CUET · MATHS · PYQ PAPER 2023
The unit vector in the direction of sum of vectors \(\vec{a}=2 \hat{i}-\hat{j}+\hat{k}\) and \(\vec{b}=2 \hat{j}+\hat{k}\) is:
- A \(\frac{2 \hat{i}+\hat{j}+2 \hat{k}}{3}\)
- B \(2 \hat{i}+\hat{j}+2 \hat{k}\)
- C \(\frac{2 \hat{i}+\hat{j}+2 \hat{k}}{5}\)

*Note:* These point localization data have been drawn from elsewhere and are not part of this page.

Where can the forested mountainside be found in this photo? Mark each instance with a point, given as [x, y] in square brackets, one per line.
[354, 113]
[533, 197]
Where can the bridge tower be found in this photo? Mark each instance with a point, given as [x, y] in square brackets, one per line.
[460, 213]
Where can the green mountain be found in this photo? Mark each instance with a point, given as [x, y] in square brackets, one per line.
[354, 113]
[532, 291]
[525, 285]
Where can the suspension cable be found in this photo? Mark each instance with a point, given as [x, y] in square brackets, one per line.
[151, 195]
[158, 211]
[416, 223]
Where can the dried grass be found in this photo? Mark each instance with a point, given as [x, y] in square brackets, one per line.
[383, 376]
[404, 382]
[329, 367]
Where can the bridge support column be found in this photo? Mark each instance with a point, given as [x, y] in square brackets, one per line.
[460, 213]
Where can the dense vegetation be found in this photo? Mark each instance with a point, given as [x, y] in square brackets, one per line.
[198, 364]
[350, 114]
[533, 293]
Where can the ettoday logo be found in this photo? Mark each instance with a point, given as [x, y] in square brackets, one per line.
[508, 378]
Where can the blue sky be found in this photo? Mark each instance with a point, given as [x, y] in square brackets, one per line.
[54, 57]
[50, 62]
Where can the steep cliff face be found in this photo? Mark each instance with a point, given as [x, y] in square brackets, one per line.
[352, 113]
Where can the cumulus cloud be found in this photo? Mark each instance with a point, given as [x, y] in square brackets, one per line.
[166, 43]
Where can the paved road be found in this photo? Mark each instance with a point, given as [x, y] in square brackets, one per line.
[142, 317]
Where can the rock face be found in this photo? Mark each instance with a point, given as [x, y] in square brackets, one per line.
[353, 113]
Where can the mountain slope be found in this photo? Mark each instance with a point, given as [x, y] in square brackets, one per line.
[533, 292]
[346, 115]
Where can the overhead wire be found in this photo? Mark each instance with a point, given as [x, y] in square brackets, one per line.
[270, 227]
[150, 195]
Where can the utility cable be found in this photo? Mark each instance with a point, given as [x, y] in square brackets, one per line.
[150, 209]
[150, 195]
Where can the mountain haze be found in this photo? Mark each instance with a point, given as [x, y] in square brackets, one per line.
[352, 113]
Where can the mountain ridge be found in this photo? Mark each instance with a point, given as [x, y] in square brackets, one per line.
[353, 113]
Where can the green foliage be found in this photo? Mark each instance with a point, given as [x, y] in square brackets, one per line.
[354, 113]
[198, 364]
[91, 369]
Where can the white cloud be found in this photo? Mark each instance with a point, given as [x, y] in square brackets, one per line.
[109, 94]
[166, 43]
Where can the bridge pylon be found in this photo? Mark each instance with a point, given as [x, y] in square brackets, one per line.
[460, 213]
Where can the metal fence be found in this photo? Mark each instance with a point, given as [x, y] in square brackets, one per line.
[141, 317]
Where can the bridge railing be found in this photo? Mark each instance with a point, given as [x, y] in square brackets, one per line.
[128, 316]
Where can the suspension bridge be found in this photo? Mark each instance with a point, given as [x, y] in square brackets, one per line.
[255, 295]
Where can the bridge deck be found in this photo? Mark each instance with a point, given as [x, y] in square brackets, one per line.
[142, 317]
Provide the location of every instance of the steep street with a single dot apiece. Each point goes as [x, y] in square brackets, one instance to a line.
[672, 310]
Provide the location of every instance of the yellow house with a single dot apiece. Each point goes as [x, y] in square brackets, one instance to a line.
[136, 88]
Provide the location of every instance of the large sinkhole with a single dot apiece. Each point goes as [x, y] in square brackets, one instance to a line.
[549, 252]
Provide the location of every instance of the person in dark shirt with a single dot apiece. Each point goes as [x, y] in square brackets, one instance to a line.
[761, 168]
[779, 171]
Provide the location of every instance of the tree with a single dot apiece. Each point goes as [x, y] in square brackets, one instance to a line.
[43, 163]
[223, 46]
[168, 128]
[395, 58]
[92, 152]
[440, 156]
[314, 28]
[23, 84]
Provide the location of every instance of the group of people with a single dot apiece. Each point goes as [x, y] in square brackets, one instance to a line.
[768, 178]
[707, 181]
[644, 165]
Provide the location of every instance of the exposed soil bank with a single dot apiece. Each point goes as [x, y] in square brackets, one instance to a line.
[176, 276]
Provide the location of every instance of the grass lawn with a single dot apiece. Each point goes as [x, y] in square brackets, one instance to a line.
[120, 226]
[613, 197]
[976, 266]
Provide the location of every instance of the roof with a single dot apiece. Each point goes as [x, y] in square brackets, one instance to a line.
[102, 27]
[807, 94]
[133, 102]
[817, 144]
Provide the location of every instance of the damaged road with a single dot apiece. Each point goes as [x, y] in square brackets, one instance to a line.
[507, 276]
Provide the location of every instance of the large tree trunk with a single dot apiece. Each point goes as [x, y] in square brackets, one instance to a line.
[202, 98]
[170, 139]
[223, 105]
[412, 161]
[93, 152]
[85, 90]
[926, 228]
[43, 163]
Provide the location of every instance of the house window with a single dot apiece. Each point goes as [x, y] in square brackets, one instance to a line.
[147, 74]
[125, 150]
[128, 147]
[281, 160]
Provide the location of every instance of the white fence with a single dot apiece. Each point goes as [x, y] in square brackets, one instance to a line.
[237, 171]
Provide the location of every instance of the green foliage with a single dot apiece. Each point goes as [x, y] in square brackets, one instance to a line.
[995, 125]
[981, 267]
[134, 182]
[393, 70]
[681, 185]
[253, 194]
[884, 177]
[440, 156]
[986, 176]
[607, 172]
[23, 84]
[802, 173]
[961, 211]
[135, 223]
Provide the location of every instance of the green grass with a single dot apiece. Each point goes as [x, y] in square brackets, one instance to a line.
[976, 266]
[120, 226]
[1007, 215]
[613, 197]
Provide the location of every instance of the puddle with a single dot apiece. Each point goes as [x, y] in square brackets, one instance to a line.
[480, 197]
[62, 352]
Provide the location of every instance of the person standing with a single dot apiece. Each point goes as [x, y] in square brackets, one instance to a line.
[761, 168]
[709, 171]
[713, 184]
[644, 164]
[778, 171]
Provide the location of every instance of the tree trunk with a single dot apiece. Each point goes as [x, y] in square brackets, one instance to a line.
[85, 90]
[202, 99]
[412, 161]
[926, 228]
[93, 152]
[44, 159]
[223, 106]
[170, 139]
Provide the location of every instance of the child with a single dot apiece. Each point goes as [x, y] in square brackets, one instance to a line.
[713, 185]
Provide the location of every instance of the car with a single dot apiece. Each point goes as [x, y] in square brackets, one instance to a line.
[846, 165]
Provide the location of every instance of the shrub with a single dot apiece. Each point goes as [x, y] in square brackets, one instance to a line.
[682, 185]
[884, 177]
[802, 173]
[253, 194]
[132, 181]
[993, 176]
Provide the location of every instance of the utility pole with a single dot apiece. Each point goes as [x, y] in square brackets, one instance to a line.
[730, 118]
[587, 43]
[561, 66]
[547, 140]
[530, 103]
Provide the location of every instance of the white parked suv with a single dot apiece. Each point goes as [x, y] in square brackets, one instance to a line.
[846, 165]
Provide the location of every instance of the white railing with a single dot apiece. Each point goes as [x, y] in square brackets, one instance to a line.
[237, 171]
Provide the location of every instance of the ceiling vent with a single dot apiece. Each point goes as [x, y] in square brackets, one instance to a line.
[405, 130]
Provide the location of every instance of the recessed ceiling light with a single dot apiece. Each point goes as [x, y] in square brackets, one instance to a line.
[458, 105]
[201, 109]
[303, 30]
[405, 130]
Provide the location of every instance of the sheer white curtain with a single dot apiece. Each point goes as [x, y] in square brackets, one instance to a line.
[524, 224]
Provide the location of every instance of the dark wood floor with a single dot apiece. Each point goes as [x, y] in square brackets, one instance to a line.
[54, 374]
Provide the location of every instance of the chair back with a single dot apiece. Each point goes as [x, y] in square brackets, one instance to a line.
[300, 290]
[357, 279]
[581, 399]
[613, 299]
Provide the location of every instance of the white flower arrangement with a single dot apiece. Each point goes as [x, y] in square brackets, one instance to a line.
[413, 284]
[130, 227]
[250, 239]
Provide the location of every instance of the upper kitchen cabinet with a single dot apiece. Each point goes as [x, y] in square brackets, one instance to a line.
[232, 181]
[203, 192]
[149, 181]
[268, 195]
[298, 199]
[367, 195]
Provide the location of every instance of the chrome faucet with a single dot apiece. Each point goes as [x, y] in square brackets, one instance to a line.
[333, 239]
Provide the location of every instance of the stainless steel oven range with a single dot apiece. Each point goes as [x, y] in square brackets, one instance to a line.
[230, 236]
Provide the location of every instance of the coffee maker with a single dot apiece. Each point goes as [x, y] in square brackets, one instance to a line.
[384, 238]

- D \(\frac{2 \hat{i}+\hat{j}+2 \hat{k}}{7}\)
Answer & Solution
Correct Answer
(A) \(\frac{2 \hat{i}+\hat{j}+2 \hat{k}}{3}\)
Step-by-step Solution
Detailed explanation
\(\vec{R} = \vec{a} + \vec{b} = (2\hat{i} - \hat{j} + \hat{k}) + (2\hat{j} + \hat{k}) = 2\hat{i} + \hat{j} + 2\hat{k}\) \(|\vec{R}| = \sqrt{2^2 + 1^2 + 2^2} = \sqrt{4+1+4} = \sqrt{9} = 3\) \(\hat{R} = \frac{\vec{R}}{|\vec{R}|} = \frac{2\hat{i} + \hat{j} + 2\hat{k}}{3}\)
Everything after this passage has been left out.